何者でもない自分
何度も嗅いだ事のある臭いだ。いい香り、とはお世辞にも言えない。それは一種の「不潔さ」に関係する臭いなのかもしれないが、俺はその臭いが嫌いではない。
アジアの国や、経済的後進国と呼ばれるような国を回ると、大抵覚える臭いだ。湿っぽい中に、食べ物や、土埃や、人々の体臭が混ざった、複雑な臭い。
俺は今「チェンマイ」にいる。タイは初だ。乗り換えにはバンコクの空港を利用することは多いが、実は入国した事がなかった。
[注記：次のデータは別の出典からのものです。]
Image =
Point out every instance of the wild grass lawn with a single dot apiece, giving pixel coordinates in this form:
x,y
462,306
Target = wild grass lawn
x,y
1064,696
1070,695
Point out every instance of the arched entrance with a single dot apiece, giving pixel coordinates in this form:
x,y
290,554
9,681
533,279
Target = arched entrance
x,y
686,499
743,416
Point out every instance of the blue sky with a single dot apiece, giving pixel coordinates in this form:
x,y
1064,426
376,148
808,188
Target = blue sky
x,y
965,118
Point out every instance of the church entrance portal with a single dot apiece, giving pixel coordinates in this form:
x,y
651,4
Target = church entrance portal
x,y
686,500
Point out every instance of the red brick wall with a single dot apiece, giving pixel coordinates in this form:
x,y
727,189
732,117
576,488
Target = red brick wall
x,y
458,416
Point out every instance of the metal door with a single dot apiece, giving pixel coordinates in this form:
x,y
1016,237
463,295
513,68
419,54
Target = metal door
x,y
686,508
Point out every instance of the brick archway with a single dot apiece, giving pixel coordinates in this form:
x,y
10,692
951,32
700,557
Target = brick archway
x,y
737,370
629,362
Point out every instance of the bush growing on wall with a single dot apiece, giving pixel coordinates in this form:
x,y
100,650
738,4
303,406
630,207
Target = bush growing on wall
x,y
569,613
お隣のベトナムとカンボジアには行った事があるので、やはり似てる部分は多い。いや、こんな事を言うと現地の人に怒られるだろうな。千葉県と埼玉県ですらプライドや差別化をしているのだ。国家単位だと、それは激しいものもある。実際、ガイドさんに聞いたが、チェンマイはもともと、現在のタイの首都のバンコクとは別の国であり、南のバンコクよりももっと古く、歴史のある街なのだと、誇らしげに話していた。
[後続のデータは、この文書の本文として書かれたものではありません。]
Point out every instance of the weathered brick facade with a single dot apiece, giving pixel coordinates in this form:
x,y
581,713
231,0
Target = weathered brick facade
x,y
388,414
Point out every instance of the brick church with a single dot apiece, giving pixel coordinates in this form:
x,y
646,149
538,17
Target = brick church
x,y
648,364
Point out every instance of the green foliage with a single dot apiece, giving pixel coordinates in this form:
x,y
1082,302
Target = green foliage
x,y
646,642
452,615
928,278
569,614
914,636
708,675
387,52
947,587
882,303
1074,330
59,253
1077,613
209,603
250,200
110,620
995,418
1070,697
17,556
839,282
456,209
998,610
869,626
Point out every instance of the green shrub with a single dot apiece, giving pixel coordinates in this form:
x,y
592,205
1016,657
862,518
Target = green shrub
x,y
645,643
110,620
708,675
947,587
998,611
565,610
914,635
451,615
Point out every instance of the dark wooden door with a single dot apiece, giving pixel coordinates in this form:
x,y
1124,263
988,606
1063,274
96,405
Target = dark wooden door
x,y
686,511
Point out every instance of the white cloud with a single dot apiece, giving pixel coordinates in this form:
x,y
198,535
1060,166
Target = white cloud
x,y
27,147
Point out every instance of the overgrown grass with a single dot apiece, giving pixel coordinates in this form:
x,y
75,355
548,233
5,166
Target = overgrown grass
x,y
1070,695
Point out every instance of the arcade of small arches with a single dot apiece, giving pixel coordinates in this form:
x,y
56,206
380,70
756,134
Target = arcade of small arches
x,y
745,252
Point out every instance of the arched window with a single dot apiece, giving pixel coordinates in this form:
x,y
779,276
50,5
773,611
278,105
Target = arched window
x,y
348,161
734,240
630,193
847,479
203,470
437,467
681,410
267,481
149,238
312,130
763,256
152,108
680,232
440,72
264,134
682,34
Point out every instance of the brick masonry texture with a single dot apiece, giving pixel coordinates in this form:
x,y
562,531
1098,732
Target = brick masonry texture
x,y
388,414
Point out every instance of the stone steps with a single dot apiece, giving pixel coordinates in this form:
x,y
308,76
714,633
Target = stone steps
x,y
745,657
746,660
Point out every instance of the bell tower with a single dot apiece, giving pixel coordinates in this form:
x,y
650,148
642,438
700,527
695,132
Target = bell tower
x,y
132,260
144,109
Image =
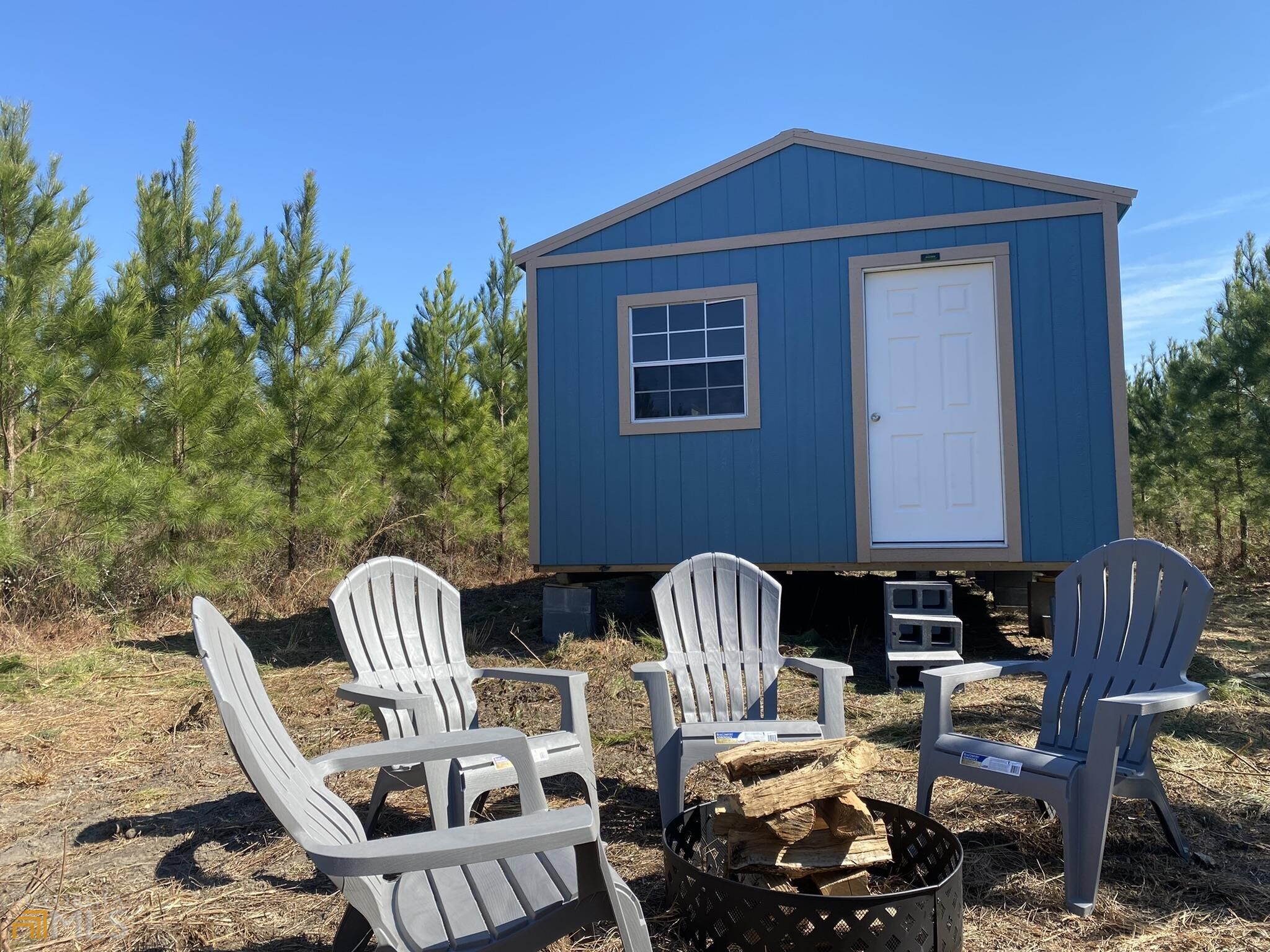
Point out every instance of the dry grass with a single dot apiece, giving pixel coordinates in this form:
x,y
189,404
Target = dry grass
x,y
120,799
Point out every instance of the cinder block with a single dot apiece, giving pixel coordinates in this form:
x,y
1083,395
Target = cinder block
x,y
923,632
918,597
905,668
1041,609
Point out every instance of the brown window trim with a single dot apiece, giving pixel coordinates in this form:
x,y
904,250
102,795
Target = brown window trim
x,y
687,425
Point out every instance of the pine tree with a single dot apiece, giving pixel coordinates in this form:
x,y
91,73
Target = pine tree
x,y
326,363
499,371
65,362
440,434
200,421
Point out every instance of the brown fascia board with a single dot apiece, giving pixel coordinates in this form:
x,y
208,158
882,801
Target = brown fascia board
x,y
871,150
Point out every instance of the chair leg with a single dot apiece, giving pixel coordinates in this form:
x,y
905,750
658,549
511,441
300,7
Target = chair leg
x,y
1169,821
925,787
437,776
384,782
629,917
353,933
1085,829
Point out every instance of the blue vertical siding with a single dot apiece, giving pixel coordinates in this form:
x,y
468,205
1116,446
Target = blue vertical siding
x,y
784,493
812,188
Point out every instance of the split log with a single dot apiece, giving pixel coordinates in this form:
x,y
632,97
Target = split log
x,y
789,826
818,852
828,776
846,815
836,884
778,757
768,881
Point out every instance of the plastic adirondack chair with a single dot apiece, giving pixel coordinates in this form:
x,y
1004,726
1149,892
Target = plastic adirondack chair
x,y
515,884
402,632
719,617
1127,620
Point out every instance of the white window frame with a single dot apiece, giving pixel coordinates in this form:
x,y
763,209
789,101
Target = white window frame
x,y
748,419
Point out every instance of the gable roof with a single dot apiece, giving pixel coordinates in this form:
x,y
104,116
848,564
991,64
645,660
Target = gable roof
x,y
870,150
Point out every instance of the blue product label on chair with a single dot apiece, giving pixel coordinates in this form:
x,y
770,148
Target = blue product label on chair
x,y
997,764
744,736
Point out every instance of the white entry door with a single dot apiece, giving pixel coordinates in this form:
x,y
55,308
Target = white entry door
x,y
934,414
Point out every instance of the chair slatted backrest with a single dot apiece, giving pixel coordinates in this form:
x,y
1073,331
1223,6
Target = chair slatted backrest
x,y
719,617
1127,617
287,783
401,627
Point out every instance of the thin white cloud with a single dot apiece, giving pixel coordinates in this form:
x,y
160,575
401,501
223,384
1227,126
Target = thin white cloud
x,y
1237,99
1225,206
1168,299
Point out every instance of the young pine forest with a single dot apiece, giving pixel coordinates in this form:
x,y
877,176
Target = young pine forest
x,y
225,412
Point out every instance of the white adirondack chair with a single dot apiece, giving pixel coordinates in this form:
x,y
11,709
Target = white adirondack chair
x,y
719,619
1127,620
402,632
515,884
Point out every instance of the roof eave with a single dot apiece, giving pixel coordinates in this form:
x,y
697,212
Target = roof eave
x,y
906,156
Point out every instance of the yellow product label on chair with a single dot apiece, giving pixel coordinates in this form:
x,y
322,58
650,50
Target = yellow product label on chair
x,y
744,736
997,764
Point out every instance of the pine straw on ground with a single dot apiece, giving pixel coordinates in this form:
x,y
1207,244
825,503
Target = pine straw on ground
x,y
122,809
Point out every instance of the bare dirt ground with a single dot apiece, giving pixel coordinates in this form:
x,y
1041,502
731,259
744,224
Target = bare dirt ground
x,y
122,808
しかし、色んな国へ行って、こうして現地人のガイドさんの話を聞くと、いつも自身の国や街への愛とプライドを感じると共に、根深い歴史的背景によるものなのだろう、他への優越感や、侮蔑感のようなものが入り混じる。
日本は幸いというか、立地上、アメリカに敗戦、占領されるまで、他国からの侵略や蹂躙はない国だから、その辺りの感覚はわからない。
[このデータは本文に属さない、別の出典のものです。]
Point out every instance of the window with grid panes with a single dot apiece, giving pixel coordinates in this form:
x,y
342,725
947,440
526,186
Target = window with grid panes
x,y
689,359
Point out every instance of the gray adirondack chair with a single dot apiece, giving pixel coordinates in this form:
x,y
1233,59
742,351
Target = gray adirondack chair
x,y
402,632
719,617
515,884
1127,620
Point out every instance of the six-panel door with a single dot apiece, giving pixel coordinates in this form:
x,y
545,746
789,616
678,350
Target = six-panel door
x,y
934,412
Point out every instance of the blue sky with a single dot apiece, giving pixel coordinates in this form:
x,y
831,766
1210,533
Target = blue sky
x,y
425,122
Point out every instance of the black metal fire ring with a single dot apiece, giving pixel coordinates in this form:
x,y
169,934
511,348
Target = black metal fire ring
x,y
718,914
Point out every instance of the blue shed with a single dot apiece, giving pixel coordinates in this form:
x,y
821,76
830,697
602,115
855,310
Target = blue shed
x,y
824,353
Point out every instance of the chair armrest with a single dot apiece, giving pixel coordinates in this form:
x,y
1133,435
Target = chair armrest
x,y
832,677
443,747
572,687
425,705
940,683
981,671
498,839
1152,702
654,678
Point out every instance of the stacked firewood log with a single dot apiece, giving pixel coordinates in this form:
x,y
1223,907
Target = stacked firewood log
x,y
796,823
チェンマイは今述べた通りの「古都」だ。とても歴史が深い。街中に寺院があり、車やバイクや、トゥクトゥクなどが排気ガスをまき散らかしながら、故さと新しさが共存しているが、例えばホーチミン・シティのような気忙しさはなく、どこかのんびりとしたムードが蔓延している。おそらく、バンコクだと、もっと都会的な時間の流れになるのだろう。